Following the legal battle between Nigeria and Cameroon, International Court of Justice at Hague ruled on October 10, 2002 that Bakassi belonged to Cameroon, and in 2008, Obasanjo officially ceded Bakassi to Cameroon by signing the Green Tree Agreement produced by the commission despite massive protests by Nigerians.
The former Attorney-General of the Federation and Minister of Justice, Mohammed Adoke, said there was nothing Obasanjo and his government could have done to stop the action, which had already received the blessing of the United Nations under the leadership of Kofi Annan.
Adoke in his new book- Burden of Service: Reminisces of Nigeria’s Former Attorney General, pointed out that it was already too late in 2007 for the Nigerian government to reverse the October 10, 2002 ruling of the International Court of Justice, which had given Bakassi Peninsular to Cameroon.
He also advanced reasons he opposed the duo of the then Governor Lyel Imoke of Cross River State and Senator Victor Ndoma-Egba, who tried desperately to get the then President Goodluck Jonathan to get agreement reviewed.
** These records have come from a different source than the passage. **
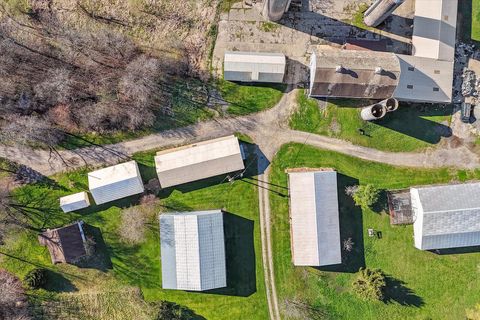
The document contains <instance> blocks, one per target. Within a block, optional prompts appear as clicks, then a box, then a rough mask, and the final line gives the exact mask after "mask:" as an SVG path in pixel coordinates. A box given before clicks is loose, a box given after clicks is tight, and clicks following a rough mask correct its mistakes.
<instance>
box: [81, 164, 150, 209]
mask: <svg viewBox="0 0 480 320" xmlns="http://www.w3.org/2000/svg"><path fill="white" fill-rule="evenodd" d="M88 188H89V189H90V193H91V194H92V196H93V199H94V200H95V203H96V204H102V203H106V202H110V201H114V200H118V199H122V198H125V197H129V196H133V195H135V194H139V193H142V192H143V191H144V188H143V181H142V177H141V175H140V170H139V169H138V165H137V162H136V161H135V160H132V161H128V162H124V163H120V164H117V165H114V166H110V167H106V168H103V169H100V170H96V171H93V172H90V173H89V174H88Z"/></svg>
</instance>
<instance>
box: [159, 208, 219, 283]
mask: <svg viewBox="0 0 480 320" xmlns="http://www.w3.org/2000/svg"><path fill="white" fill-rule="evenodd" d="M160 242H161V257H162V288H163V289H176V290H189V291H205V290H211V289H216V288H223V287H226V286H227V272H226V260H225V239H224V231H223V212H222V211H221V210H210V211H195V212H178V213H166V214H161V215H160Z"/></svg>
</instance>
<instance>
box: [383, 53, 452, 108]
mask: <svg viewBox="0 0 480 320" xmlns="http://www.w3.org/2000/svg"><path fill="white" fill-rule="evenodd" d="M397 57H398V59H399V61H400V68H401V72H400V80H399V83H398V86H397V88H396V89H395V91H394V93H393V97H394V98H397V99H399V100H403V101H418V102H440V103H450V102H451V100H452V87H453V62H451V61H440V60H434V59H430V58H422V57H415V56H408V55H402V54H397Z"/></svg>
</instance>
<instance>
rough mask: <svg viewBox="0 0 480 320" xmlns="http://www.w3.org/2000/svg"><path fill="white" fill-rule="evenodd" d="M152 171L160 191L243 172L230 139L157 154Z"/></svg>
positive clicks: (234, 138) (190, 146) (239, 157)
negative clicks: (208, 178)
mask: <svg viewBox="0 0 480 320" xmlns="http://www.w3.org/2000/svg"><path fill="white" fill-rule="evenodd" d="M155 167H156V170H157V175H158V179H159V181H160V185H161V187H162V188H167V187H171V186H176V185H180V184H184V183H187V182H192V181H197V180H201V179H205V178H210V177H214V176H218V175H221V174H227V173H230V172H234V171H238V170H243V169H245V165H244V163H243V157H242V152H241V150H240V144H239V142H238V139H237V137H235V136H233V135H232V136H227V137H222V138H218V139H213V140H208V141H202V142H198V143H194V144H190V145H187V146H182V147H179V148H174V149H168V150H163V151H159V152H157V155H156V156H155Z"/></svg>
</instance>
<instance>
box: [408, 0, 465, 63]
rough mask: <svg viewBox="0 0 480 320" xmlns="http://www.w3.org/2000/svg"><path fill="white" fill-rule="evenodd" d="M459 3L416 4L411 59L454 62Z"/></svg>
mask: <svg viewBox="0 0 480 320" xmlns="http://www.w3.org/2000/svg"><path fill="white" fill-rule="evenodd" d="M457 7H458V0H422V1H415V16H414V18H413V36H412V46H413V55H414V56H417V57H425V58H432V59H437V60H445V61H453V60H454V56H455V37H456V28H457Z"/></svg>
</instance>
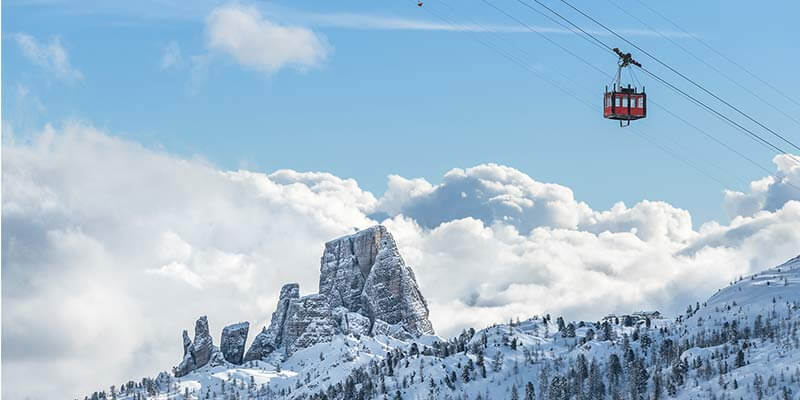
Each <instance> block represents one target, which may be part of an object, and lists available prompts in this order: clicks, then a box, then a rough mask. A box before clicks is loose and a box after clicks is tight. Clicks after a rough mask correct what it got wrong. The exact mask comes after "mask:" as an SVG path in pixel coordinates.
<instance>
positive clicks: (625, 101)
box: [603, 47, 647, 127]
mask: <svg viewBox="0 0 800 400" xmlns="http://www.w3.org/2000/svg"><path fill="white" fill-rule="evenodd" d="M613 50H614V53H616V54H617V56H619V60H618V61H617V77H616V80H615V81H614V84H613V86H612V89H611V91H610V92H609V91H608V86H606V90H605V93H604V94H603V118H606V119H613V120H617V121H619V126H620V127H625V126H630V124H631V121H633V120H637V119H642V118H645V117H647V94H645V91H644V86H642V91H641V92H639V91H638V89H637V88H636V86H631V84H630V83H628V85H627V87H625V86H623V85H622V69H623V68H629V67H630V66H631V65H635V66H637V67H641V66H642V64H640V63H639V62H638V61H636V60H634V59H633V56H631V53H623V52H622V51H621V50H620V49H618V48H616V47H615V48H614V49H613Z"/></svg>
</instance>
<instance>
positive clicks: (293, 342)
mask: <svg viewBox="0 0 800 400" xmlns="http://www.w3.org/2000/svg"><path fill="white" fill-rule="evenodd" d="M335 334H336V324H335V323H334V321H333V316H332V315H331V307H330V303H329V302H328V298H327V297H325V295H322V294H310V295H308V296H303V297H301V298H299V299H296V300H292V301H291V303H290V304H289V309H288V310H287V312H286V320H285V322H284V325H283V342H282V343H281V344H282V345H283V347H284V348H285V349H286V354H287V355H290V354H292V353H294V352H295V351H296V350H297V349H304V348H306V347H311V346H313V345H315V344H317V343H322V342H329V341H331V339H333V335H335Z"/></svg>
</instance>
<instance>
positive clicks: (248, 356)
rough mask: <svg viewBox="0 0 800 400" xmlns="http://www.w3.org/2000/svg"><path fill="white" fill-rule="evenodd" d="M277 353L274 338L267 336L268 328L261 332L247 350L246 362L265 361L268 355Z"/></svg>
mask: <svg viewBox="0 0 800 400" xmlns="http://www.w3.org/2000/svg"><path fill="white" fill-rule="evenodd" d="M273 351H275V343H273V342H272V337H271V336H270V335H269V334H267V328H266V327H264V328H263V329H262V330H261V332H260V333H259V334H258V335H256V337H255V338H253V343H252V344H251V345H250V348H249V349H247V353H246V354H245V355H244V360H243V361H244V362H248V361H253V360H263V359H264V358H266V357H267V356H268V355H270V354H272V352H273Z"/></svg>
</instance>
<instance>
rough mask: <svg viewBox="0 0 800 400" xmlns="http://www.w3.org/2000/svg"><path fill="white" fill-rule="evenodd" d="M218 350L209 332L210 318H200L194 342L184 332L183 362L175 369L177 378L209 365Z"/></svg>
mask: <svg viewBox="0 0 800 400" xmlns="http://www.w3.org/2000/svg"><path fill="white" fill-rule="evenodd" d="M215 351H217V349H215V348H214V340H213V339H212V338H211V334H210V333H209V330H208V318H207V317H206V316H205V315H204V316H202V317H200V318H199V319H198V320H197V322H195V325H194V341H190V340H189V334H188V333H187V332H186V331H185V330H184V331H183V352H184V355H183V360H181V363H180V364H178V366H177V367H175V376H184V375H186V374H188V373H189V372H192V371H194V370H195V369H197V368H200V367H202V366H204V365H206V364H208V362H209V360H211V357H212V355H213V354H214V352H215Z"/></svg>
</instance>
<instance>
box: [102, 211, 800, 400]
mask: <svg viewBox="0 0 800 400" xmlns="http://www.w3.org/2000/svg"><path fill="white" fill-rule="evenodd" d="M387 238H388V239H391V234H389V233H388V231H386V230H385V228H383V227H380V226H376V227H372V228H368V229H366V230H364V231H359V232H357V233H356V234H354V235H348V236H344V237H341V238H338V239H335V240H333V241H330V242H328V243H326V245H325V252H324V253H323V256H322V258H321V267H320V292H321V293H316V294H310V295H306V296H302V297H301V296H300V294H299V286H298V285H297V284H286V285H284V287H283V288H282V290H281V295H280V298H279V301H278V307H276V310H275V312H274V313H273V315H272V322H271V323H270V326H269V328H267V327H264V328H262V330H261V332H260V333H259V334H258V335H257V336H256V338H255V339H254V340H253V342H252V344H251V346H250V348H249V349H248V350H247V352H246V353H245V355H244V357H243V358H242V361H241V362H238V363H237V362H232V361H231V360H230V359H231V356H228V354H232V355H233V359H234V360H235V361H238V359H239V358H238V355H239V354H241V353H242V352H243V346H244V344H243V343H242V344H239V343H240V342H241V341H240V340H238V339H239V338H240V336H237V335H233V334H229V337H231V338H232V339H231V340H229V343H231V345H230V346H228V347H229V348H227V350H226V351H223V350H221V349H219V348H217V347H216V346H214V345H213V341H212V342H209V339H210V335H208V321H207V320H206V319H205V318H204V317H201V318H200V319H199V320H198V322H197V324H196V328H199V332H200V333H199V334H198V332H197V329H196V332H195V340H194V341H192V340H189V336H188V333H187V332H186V331H184V332H183V344H184V360H183V361H182V363H184V362H187V357H188V359H189V360H190V361H189V362H190V363H191V362H194V365H193V366H194V369H192V370H186V369H184V370H178V368H176V370H174V371H173V374H169V373H165V372H163V373H161V374H159V376H158V377H156V378H146V379H143V380H142V382H141V383H139V382H132V381H131V382H128V383H126V384H124V385H122V386H121V387H122V388H123V389H122V390H119V391H118V392H117V393H116V395H115V396H116V398H119V399H128V398H129V399H137V400H138V399H139V398H147V399H150V398H175V399H178V398H188V399H206V398H208V399H229V398H239V399H283V398H287V399H329V400H334V399H348V400H349V399H371V398H375V399H383V398H393V399H398V398H399V399H406V398H407V399H439V398H444V399H494V398H510V399H526V400H531V399H543V400H568V399H590V400H595V399H631V400H634V399H635V400H639V399H662V398H678V399H720V400H723V399H751V398H754V399H763V398H769V399H791V400H796V399H798V398H800V337H798V331H800V256H798V257H795V258H792V259H791V260H789V261H787V262H785V263H783V264H781V265H778V266H775V267H772V268H768V269H766V270H764V271H761V272H759V273H756V274H753V275H751V276H748V277H743V278H740V279H737V280H736V281H735V282H733V283H731V284H730V285H729V286H727V287H725V288H721V289H720V290H718V291H717V292H716V293H715V294H713V295H712V296H711V297H710V298H709V299H708V300H707V301H705V302H703V303H702V305H701V303H700V302H699V301H698V302H696V303H695V304H690V305H689V306H688V307H687V310H686V312H685V313H684V314H682V315H678V316H676V317H674V318H665V317H663V316H661V315H660V314H659V313H658V312H637V313H632V314H627V315H625V314H623V315H612V316H607V317H605V318H603V319H601V320H598V321H565V320H564V319H563V318H562V317H557V318H553V317H552V316H550V315H549V314H546V315H541V316H533V317H531V318H529V319H526V320H524V321H509V323H507V324H496V325H492V326H489V327H487V328H484V329H481V330H479V331H476V330H474V329H469V330H464V331H462V333H461V334H459V335H457V336H455V337H452V338H449V339H446V338H442V337H439V336H434V335H432V333H433V329H432V326H431V327H430V331H429V332H430V334H428V333H426V332H428V331H427V330H425V328H426V327H425V324H421V325H420V323H419V319H418V318H420V317H421V316H424V318H425V320H426V321H427V303H425V300H424V297H422V294H421V292H418V291H419V288H418V287H416V286H414V287H415V288H416V291H417V292H418V297H417V295H416V294H415V293H414V292H413V291H408V290H404V289H403V288H404V286H403V285H411V283H413V284H414V285H416V278H415V277H414V276H413V271H411V269H410V267H407V266H406V265H405V263H404V262H403V261H402V257H400V255H399V251H397V248H396V245H395V244H394V241H393V239H391V240H388V239H387ZM398 259H399V261H398ZM379 260H384V261H386V264H385V265H389V266H390V267H391V268H394V270H391V268H390V271H389V273H387V274H382V275H381V276H379V278H381V279H382V280H374V283H370V279H368V278H369V277H370V276H371V274H372V273H373V272H374V271H377V272H381V271H384V270H385V269H386V268H384V266H385V265H383V264H381V262H384V261H380V262H379ZM387 260H388V261H387ZM365 264H368V265H366V266H365ZM376 266H377V267H376ZM405 270H407V271H408V272H404V271H405ZM323 275H325V276H324V277H323ZM375 279H377V278H375ZM398 279H401V280H403V281H401V282H398V281H397V280H398ZM368 285H376V286H380V285H382V287H381V288H382V289H385V288H389V289H391V290H387V291H386V292H381V293H378V294H375V293H374V292H369V291H367V290H365V288H366V287H368ZM398 288H400V289H403V290H398ZM346 289H352V290H351V291H348V290H346ZM354 292H358V293H354ZM365 292H367V293H366V295H365V294H364V293H365ZM386 293H388V295H386ZM356 294H358V295H356ZM328 296H332V298H333V299H334V300H330V299H329V298H328ZM364 296H373V297H370V298H368V299H365V298H364ZM387 296H388V297H387ZM391 296H395V297H391ZM396 296H410V297H409V298H406V299H403V298H397V297H396ZM386 298H389V299H395V301H393V304H390V305H391V306H395V305H397V304H401V305H402V306H403V307H406V309H405V310H400V311H401V312H399V313H398V312H395V311H396V310H395V309H393V308H391V307H384V306H385V305H386V303H385V302H382V300H385V299H386ZM397 299H399V300H397ZM390 301H391V300H390ZM370 302H372V303H370ZM373 304H376V305H377V307H384V308H381V309H378V310H375V309H374V308H370V307H375V306H374V305H373ZM420 304H422V305H424V308H415V307H421V306H420ZM385 315H389V316H390V317H391V318H390V319H392V318H393V319H392V321H396V322H395V323H393V324H390V323H389V322H387V321H384V320H383V319H381V318H379V317H378V316H380V317H383V316H385ZM427 322H428V323H430V321H427ZM244 324H245V323H239V324H234V325H232V326H234V327H235V328H236V329H228V331H229V332H240V333H241V332H243V331H245V329H244V326H245V325H244ZM229 327H230V326H229ZM407 327H411V329H410V330H409V329H407ZM227 328H228V327H226V329H227ZM415 328H416V329H417V331H413V329H415ZM245 337H246V332H245ZM234 339H236V340H234ZM187 341H188V343H187ZM194 355H196V357H195V356H194ZM196 359H199V360H207V361H206V363H205V364H204V365H198V364H199V362H195V360H196ZM184 372H185V373H184ZM179 375H180V376H179ZM95 396H96V397H93V398H108V395H107V394H106V393H105V392H97V393H95ZM159 396H160V397H159Z"/></svg>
According to him, the belated attempt by the Nigerian Senate in 2007 to impugn the Greentree Agreement, six months after Obasanjo had left office was an exercise in futility, which he knew would not reverse the crucial decision of the ICJ and for which he was labeled a saboteur.
The former minister said in the book due for launch on Monday that since Obasanjo had already signed an agreement with Paul Biya of Cameroon with Kofi Annan as the mediator, there was nothing the country could have done again to stop the implementation of the pact.
Adoke said: “In 2012, with less than six months remaining to approach the ICJ for a possible review of the judgment, there was increased campaign for it. In September 2012, while the “Take Back Baakassi” campaign was raging, President Jonathan led the Nigerian delegation, of which I was a member, to the 67th United Nations General Assembly.
“The clamour to rescind the agreement waxed stronger, unabated. In fact, it was reaching a crescendo. Senator Lyel Imoke, then Governor of Cross River State and Senator Victor Ndoma-Egba, then Senate Leader, also from Cross River State, approached me with a request to appeal the ICJ judgment.
“I informed them that Article 60 of the ICJ Statute foreclosed any appeal. But application for a review of the judgment was possible under Article 61 where new facts have emerged that were not available at the time the case came before the ICJ.
“The materials they were presenting as new facts were already available and canvassed by the Nigerian legal team before the ICJ. It would, therefore, amount to a worthless exercise to reopen the matter which would only constitute an embarrassment to Nigeria.
“The President had already given an irrevocable assurance to the UN Secretary-General that we were not going back on the issue of Bakassi. I informed them that as a member of the UN, Nigeria was bound by Article 103 of the UN Charter to respect the judgment of the ICJ, which is an organ of the UN.
“I was later to discover a hidden political agenda to the clamour when I received a letter from some groups reiterating the possibility of applying for a review. All that was needed, they claimed, was for the federal government to pay them $17 million to conduct a research to unearth new and fresh facts that would form the basis of evidence to be presented for a review. It dawned on me at that point that the agitation was nothing but a grand scheme to make money!” Adoke said.
“When people talk about the ICJ judgment, not many talk about the enormous gains Nigeria derived from it. For instance, Nigerian gained a lot of landmass particularly on the northern boundary with Cameroon. This is in addition to the fact that a good number of oil wells ended up in the Nigerian territory.
“I was able to curtail the activities of civil servants who did not want the assignment to come to an end as it would dry up the financial benefit they drew from the estacode payments,” the former justice minister stated.